私はブラック社会福祉法人にいるの巻15 精神病院でヒラメの正体をみた その2

(私はブラック社会福祉法人にいるの巻14の続き)
「彼」を大きなワゴン車に車椅子ごと入れ、鬼がわらと私は車の中でヒラメと彼の妻を待っていた。30分ほど経った頃、彼の疲労を心配した鬼がわらが「私、ちょっと見てくるわ」と言って出て行った。ほどなく戻って来ると「奥さんが説得されているみたいで話しかけられる雰囲気ではなかった」と言い、車のシートにどさりと坐った。1時間くらい経ち、今度は私が病院の中に入って行った。「処方箋に時間がかかるようなら、〇〇さんが疲れているようなので先に施設に連れて帰りますが」と言うと、ヒラメは不機嫌そうに「待っていて」と言った。

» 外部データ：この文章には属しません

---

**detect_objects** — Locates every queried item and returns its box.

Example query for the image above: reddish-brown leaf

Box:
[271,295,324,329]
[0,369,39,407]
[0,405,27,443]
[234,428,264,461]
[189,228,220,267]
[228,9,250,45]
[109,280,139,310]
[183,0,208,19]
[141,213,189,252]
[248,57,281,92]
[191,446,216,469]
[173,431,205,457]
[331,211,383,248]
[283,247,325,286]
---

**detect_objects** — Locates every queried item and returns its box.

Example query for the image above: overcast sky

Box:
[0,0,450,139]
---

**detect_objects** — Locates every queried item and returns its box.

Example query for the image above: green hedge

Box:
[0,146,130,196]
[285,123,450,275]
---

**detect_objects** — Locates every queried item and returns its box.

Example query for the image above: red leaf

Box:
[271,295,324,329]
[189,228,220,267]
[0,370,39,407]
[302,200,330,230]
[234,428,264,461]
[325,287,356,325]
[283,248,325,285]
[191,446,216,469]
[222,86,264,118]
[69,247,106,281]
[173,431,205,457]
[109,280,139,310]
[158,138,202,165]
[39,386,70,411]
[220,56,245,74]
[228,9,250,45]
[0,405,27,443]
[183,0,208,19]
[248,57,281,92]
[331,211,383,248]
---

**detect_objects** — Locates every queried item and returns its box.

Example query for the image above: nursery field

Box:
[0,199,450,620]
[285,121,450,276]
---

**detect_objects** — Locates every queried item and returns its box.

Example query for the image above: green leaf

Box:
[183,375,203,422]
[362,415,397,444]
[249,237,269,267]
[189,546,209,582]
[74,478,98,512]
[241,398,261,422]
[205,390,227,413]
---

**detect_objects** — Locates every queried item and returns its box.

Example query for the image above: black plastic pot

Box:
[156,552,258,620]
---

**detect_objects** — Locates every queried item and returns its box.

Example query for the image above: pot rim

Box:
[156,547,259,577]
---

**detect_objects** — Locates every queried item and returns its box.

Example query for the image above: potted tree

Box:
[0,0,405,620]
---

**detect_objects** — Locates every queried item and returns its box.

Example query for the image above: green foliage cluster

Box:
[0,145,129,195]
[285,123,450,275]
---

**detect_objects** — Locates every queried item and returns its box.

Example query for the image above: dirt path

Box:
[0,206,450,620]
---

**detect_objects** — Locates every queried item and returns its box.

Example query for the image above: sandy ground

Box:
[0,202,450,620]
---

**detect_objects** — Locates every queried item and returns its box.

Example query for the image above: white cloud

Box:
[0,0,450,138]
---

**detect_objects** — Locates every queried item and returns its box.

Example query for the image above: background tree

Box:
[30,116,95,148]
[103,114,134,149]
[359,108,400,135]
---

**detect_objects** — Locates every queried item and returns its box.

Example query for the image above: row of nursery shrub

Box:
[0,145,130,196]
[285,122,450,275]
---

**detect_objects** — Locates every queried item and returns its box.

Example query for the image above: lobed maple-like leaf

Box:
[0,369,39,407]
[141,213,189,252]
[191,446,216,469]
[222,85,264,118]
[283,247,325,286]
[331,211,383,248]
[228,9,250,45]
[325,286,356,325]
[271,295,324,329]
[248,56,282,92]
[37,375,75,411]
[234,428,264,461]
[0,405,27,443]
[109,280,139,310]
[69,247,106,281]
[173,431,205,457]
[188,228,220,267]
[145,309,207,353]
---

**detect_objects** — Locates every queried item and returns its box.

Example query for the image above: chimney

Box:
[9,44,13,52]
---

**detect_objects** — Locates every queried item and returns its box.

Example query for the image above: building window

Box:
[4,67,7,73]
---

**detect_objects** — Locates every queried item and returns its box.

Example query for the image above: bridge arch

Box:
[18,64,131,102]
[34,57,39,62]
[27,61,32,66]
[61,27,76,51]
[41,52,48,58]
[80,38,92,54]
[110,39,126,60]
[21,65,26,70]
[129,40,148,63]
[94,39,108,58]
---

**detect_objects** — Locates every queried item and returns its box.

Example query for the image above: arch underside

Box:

車に戻ると彼は静かに座っており、興奮した様子もない。私はさきほど診察室で彼が言っていた「右足を苛めた失礼な奴、裏表ある奴」は誰かと聞いてみた。彼は「Yだ」と言い、「あいつはひどい奴だ」と憤慨していた。確かにそやつの外面はすこぶるよろしい。ヒラメには特にビッグスマイルなので信じられないことだろう。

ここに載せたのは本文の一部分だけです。